More importantly, our study demonstrates that substantial coding and non-coding genetic variation at the DISC1 locus remains undiscovered. Despite sequencing over 1500 subjects, we have probably captured only ∼40% of the extant DISC1 variants in just the European population. Crowley et al.[23] sequenced 2.7 kb of DISC1 exons and 5' and 3' regulatory sequence in 1460 samples of European or African origin. We observed 13/38 (34%) of the variants genotyped in the replication phase, supporting the argument for an abundance of rare variants.
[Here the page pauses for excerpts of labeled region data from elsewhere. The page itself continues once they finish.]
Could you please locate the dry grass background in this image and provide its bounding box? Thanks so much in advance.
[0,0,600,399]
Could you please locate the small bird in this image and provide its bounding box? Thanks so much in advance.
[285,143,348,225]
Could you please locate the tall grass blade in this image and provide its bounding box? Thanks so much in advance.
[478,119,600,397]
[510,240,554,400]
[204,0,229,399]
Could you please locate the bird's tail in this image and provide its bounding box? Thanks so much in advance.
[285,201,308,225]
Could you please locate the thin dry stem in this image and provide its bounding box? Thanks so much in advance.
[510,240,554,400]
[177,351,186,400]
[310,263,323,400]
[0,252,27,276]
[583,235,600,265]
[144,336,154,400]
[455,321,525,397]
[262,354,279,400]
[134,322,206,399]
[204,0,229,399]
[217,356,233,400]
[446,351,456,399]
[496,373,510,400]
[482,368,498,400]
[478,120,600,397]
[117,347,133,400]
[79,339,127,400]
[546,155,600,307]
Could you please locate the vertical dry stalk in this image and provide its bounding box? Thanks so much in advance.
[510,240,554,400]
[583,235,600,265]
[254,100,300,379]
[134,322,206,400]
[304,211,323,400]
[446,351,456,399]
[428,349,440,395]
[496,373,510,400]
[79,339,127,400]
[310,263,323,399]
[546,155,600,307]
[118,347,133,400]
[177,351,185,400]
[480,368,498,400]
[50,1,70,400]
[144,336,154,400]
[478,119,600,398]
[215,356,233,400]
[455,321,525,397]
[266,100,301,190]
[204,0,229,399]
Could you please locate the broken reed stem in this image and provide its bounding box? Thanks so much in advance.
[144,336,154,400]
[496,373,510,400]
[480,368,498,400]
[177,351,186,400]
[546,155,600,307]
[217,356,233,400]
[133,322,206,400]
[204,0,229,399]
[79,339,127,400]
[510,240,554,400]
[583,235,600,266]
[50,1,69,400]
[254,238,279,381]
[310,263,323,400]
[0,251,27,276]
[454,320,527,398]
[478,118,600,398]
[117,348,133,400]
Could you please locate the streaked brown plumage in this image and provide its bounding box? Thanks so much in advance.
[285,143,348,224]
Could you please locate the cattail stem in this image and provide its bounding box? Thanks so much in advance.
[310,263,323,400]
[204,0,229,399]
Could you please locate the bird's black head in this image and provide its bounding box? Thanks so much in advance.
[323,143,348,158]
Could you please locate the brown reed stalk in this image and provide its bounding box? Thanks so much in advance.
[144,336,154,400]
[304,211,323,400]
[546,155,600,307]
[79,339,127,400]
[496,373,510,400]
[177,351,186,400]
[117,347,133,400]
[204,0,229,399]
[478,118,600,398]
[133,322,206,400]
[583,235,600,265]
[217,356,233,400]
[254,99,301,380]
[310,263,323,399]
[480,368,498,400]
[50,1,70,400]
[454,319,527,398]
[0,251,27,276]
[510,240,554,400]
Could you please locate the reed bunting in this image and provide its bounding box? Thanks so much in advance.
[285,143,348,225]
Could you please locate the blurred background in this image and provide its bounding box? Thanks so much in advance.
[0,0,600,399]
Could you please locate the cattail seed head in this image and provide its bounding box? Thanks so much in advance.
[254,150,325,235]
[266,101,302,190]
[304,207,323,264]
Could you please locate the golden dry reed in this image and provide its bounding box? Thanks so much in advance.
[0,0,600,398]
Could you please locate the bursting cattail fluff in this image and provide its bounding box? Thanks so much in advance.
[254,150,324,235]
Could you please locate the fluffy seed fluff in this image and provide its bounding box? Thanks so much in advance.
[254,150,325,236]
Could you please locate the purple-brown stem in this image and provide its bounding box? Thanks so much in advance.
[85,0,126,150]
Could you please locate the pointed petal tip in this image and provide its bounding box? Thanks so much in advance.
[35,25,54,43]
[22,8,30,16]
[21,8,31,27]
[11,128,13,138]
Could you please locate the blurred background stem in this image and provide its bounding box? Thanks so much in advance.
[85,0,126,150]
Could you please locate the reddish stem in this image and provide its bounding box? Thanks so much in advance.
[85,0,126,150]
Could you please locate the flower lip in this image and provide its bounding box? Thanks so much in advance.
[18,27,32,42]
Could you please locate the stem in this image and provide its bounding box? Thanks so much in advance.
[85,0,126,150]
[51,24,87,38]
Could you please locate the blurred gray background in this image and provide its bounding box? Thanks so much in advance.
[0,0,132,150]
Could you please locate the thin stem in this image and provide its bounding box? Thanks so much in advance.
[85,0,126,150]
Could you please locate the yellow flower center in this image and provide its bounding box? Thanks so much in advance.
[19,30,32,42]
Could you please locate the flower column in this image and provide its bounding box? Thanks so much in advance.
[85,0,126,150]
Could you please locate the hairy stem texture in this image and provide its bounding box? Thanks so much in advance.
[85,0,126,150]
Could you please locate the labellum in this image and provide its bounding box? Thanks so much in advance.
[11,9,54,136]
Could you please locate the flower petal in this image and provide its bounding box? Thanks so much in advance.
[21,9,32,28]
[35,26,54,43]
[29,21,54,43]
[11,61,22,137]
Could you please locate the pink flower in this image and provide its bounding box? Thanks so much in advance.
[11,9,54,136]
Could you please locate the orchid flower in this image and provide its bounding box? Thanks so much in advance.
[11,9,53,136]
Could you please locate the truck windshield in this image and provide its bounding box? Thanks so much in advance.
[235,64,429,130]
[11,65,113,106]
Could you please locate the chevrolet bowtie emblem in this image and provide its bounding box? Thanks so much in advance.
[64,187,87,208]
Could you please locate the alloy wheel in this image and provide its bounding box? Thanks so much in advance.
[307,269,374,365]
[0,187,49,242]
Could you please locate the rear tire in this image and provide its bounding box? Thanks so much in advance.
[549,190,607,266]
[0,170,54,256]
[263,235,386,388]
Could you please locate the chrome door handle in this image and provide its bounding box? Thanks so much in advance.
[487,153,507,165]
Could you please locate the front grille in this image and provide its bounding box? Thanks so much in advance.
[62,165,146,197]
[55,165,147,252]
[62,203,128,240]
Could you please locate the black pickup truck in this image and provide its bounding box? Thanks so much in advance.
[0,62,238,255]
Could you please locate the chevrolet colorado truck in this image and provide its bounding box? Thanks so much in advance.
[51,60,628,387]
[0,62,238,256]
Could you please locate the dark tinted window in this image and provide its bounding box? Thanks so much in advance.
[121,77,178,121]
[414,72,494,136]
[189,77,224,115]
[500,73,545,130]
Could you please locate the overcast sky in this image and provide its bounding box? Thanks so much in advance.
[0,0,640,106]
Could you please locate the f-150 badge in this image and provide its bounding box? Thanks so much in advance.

The level of sequence variation identified in our study is unlikely to be exceptional, and indeed is consistent with evidence emerging from other genome sequencing studies.[74] Consequently, it will be challenging to demonstrate robust (replicated) association by statistical evidence alone in case–control studies, exceptionally so with the numbers of patients that are currently affordable for sequencing. The original t(1;11) family illustrates the added issue of variable penetrance and cross-boundary diagnosis for a given mutation: ∼70% of carriers had SZ, BP or rMDD, but ∼30% had no formal psychiatric diagnosis, yet t(1;11) carriers, including both affected and unaffected, had ERP P300 measures in the range typical of individuals with SZ.[5] The original identification of 37W in a case of SZ and here in a case of rMDD (and two offspring, one with rMDD, the other generalised anxiety disorder) may suggest variable penetrance of this biologically functional variant.[44] Of note, the 37W variant was not observed in 10 000 control individuals,[11] the 1000 Genomes project,[61] the NHLBI GO Exome Sequencing Project (ESP), nor any of our 889 control samples. These findings on R37W reinforce the probable importance of this domain for DISC1 subcellular distribution and binding of interacting proteins[31, 44] and add to the weight of evidence for other functional studies of DISC1 amino-acid substitutions.[41] Each observed amino-acid substitution provides a similar opportunity to tease out the relationships between genotype and phenotype and between structure and function.[29, 31] Overall, these results demonstrate a high level of sequence variation in DISC1, a subset of which may contribute to psychiatric disorder in some individuals who will be typically rare in the population precluding classical statistical analysis and requiring biological validation. This predicts a population-specific contribution of rare casual variants to risk.[80] Our results indicate the potential value of sequencing non-coding regions of the genome, which may harbour disease-associated regulatory variants. Our findings of both functional and putative regulatory variants nominally associated with depression and cognitive ability merit replication in independent samples and biological exploration.